The Glock is a chillingly efficient weapon. It’s light and fast, durable and accurate. Its sleek design is considered by many to be sexy; it shows up in movies and on TV, it’s a favorite of cops and killers alike.
Journalist Paul M. Barrett, an assistant managing editor at Bloomberg Businessweek, became interested in the gun back in the 1990s while working on a story. His book “Glock: The Rise of America’s Gun” (America’s gun, even though it was invented by an Austrian) was 15 years in the researching. Newly out in paperback, it’s been a New York Times bestseller.
Barrett will speak at 7 p.m. Monday at the Ramsey County Public Library in Roseville.
Q: Where did your interest in researching the Glock begin?
A: In the late 1990s, I wrote about litigation against the gun industry.
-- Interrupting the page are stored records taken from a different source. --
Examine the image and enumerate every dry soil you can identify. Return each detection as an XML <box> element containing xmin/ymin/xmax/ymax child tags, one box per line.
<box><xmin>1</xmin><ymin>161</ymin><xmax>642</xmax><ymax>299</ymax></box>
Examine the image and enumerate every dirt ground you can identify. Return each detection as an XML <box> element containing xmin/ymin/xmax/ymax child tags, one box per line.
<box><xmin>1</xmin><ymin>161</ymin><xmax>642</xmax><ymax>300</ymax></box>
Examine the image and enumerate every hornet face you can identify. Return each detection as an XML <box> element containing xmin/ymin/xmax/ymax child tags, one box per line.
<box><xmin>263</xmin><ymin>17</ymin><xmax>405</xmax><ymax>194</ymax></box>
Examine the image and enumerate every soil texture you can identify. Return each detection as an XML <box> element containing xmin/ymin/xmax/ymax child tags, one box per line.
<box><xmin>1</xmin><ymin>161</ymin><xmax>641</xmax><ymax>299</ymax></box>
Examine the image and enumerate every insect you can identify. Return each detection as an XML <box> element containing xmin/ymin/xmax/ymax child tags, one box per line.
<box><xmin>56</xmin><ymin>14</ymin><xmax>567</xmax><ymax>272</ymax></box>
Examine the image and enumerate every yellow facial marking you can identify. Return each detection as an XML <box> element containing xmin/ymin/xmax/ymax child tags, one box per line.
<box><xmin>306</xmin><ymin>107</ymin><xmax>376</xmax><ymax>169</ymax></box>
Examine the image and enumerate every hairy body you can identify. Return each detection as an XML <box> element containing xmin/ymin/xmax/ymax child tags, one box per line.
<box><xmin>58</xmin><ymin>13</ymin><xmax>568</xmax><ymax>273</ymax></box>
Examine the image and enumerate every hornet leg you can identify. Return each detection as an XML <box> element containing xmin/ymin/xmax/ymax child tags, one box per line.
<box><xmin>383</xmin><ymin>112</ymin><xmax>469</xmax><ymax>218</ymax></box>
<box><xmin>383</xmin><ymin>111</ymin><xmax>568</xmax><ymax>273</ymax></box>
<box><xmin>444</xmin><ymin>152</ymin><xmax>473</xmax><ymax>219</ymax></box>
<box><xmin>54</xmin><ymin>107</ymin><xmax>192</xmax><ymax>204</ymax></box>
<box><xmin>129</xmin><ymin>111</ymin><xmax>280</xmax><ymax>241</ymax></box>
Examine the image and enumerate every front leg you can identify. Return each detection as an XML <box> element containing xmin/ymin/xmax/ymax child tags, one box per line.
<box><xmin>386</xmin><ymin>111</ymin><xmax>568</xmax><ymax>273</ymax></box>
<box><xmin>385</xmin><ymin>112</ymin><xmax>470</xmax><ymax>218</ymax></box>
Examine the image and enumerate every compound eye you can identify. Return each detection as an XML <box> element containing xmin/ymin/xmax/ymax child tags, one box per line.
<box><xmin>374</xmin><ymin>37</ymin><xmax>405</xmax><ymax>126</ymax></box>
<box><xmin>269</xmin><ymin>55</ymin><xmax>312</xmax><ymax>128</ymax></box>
I knew nothing about guns, the people who made them or the people who bought them. I decided to learn. That inquiry led, over time, to “Glock.”
Q: What was the most surprising thing you found out?
A: How frequently attempts to restrict the lawful ownership of firearms had had the unintended consequence of inciting the sale of more firearms.
Q: How did a guy who made window hardware (and who had a rather amazing life himself) turn to making guns?
A: Gaston Glock was an unremarkable engineer who harbored a remarkable ambition to “make it.” He saw a chance in the Austrian military’s need for a new sidearm, and he took that chance.
Q: Your book suggests that when police departments switched to Glocks, their old guns often ended up in the hands of criminals. How did this happen?
A: Your premise is a little overstated. One way that Glock enticed American police departments to switch from Smith & Wesson in the late 1980s and early 1990s was to offer financially attractive trade-in deals. Glock took those old revolvers, refurbished them, and resold them on the secondary market. Some (but certainly not all or most) of those police trade-ins found their way into the hands of criminals.
Q: How did Glocks become so, well, sexy? When they are, after all, instruments of killing?
A: When they were introduced in the U.S. in the mid-1980s, Glock pistols had the look of the future: black, sleek, simple. They looked like something out of “Star Trek,” as opposed to the Old West or a 1930s noir movie. Hollywood and rap performers immediately adopted the Glock because it was new and different. That gave the brand a degree of celebrity it never would have had otherwise.